Posts Tagged 'cooking'

With the Fire on High by Elizabeth Acevedo

Genre: Realistic Fiction

Number of Pages: 388

Emoni Santiago’s life has been difficult since she got pregnant as a freshmen in high school. Now, as a senior she is busy going to school, raising her two year old (with help from her grandmother whom she lives with), working, and honing her gift of cooking. She doesn’t know what the future will hold, but just wants to focus on getting through senior year. That is until she learns there is a new elective in culinary studies that includes a spring break trip to Spain to actually work with Spanish chefs. Even though Emoni has a lot on her plate she cannot resist the opportunity to work with a real chef. Unfortunately, she learns quickly that not everyone is as interested in her unique blend of spices that makes her food so special and she is penalized for not following recipes to the letter. She briefly even considers dropping the course, but something pulls her back and she learns that this could be a real career path for her if she works at it. Can she raise the money for her trip to Spain? Can she find a way to juggle school, parenthood, a job, and college applications? Or would it be better for her daughter if she just started working full time after high school?

Emoni’s story is so relatable to anyone who feels like they are being pulled in different directions by their obligations and their dreams. She often feels weighted down by the pressures on her and even though she is fortunate to have people who care for her and want to help her fulfill her dreams she knows a lot of these responsibilities fall on her. The focus on what it takes to become a chef is refreshing as well. This is not a topic you see in a lot of young adult books, but it is a great example of a very valid career path that many students do not think of. Recommended.

Hot Lunch by Alex Bradley

Genre: Realistic Fiction

Age Level: 14 and up

# of pages: 276

RAC Book: Yes

Molly is a somewhat sullen teenager who makes it her mission in life to keep others as far away from her as possible. When she is paired up with a new girl on a school project she does her best to push the girl away until they each decide to do their own project. Since this was not the assignment they get poor grades and get into a big fight in the lunchroom. This leads to a punishment of serving lunches for two weeks. Unfortunately, they fail to improve their behavior and in a bizarre turn of events end up having to run the entire lunchroom until the students vote for five days in a row that their food is better than the previous lunch lady’s.
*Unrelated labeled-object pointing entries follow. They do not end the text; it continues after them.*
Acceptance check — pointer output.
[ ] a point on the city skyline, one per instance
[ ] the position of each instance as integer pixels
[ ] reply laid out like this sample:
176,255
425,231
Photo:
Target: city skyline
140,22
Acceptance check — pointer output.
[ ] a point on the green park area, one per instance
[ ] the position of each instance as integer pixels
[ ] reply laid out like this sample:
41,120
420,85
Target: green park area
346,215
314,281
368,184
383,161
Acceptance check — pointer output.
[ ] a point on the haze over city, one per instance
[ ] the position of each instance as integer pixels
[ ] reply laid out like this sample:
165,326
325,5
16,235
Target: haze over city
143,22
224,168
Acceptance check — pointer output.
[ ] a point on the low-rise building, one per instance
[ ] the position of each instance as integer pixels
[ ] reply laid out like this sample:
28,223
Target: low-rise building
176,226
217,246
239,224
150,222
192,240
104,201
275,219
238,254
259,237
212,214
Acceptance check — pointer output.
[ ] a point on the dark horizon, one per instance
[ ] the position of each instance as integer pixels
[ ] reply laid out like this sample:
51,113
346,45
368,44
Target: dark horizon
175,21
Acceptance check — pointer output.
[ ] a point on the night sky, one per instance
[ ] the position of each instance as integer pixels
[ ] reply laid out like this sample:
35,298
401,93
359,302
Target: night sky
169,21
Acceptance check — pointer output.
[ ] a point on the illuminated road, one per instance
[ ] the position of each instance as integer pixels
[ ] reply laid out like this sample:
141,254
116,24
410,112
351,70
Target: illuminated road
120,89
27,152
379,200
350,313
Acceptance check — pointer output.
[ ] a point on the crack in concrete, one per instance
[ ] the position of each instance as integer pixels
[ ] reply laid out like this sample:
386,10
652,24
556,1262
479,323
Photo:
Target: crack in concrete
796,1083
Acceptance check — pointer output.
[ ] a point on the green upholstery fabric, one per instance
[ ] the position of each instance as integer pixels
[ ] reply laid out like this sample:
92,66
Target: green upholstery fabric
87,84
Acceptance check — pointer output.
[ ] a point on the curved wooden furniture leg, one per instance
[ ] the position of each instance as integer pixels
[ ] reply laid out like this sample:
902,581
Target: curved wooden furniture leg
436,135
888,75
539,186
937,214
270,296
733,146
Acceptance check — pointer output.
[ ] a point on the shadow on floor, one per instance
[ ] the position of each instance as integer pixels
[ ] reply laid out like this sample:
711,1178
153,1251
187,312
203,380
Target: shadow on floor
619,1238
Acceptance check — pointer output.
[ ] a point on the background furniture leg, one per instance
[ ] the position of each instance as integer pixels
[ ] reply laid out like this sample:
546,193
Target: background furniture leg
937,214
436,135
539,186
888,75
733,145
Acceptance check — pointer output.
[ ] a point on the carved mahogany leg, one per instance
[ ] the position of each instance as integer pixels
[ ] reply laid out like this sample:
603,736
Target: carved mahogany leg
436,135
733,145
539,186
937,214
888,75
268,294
While there are several reasons why I believe something like this would never happen in a high school, it was a very funny concept. The two main characters, Molly and Cassie, represent a group of high school students who don’t feel they belong anywhere. Cassie uses this fact as incentive to try harder to fit in, while Molly decides to actually try not to fit in. Together they learn a lot about the groups that make up high school while at the same time learning about leadership, nutrition, cooking, and friendship. This incredibly funny book questions some of the processes that have remained unchanged in schools for so long when better options have come along. Students will enjoy the humor and might look at food and nutrition differently after reading this book.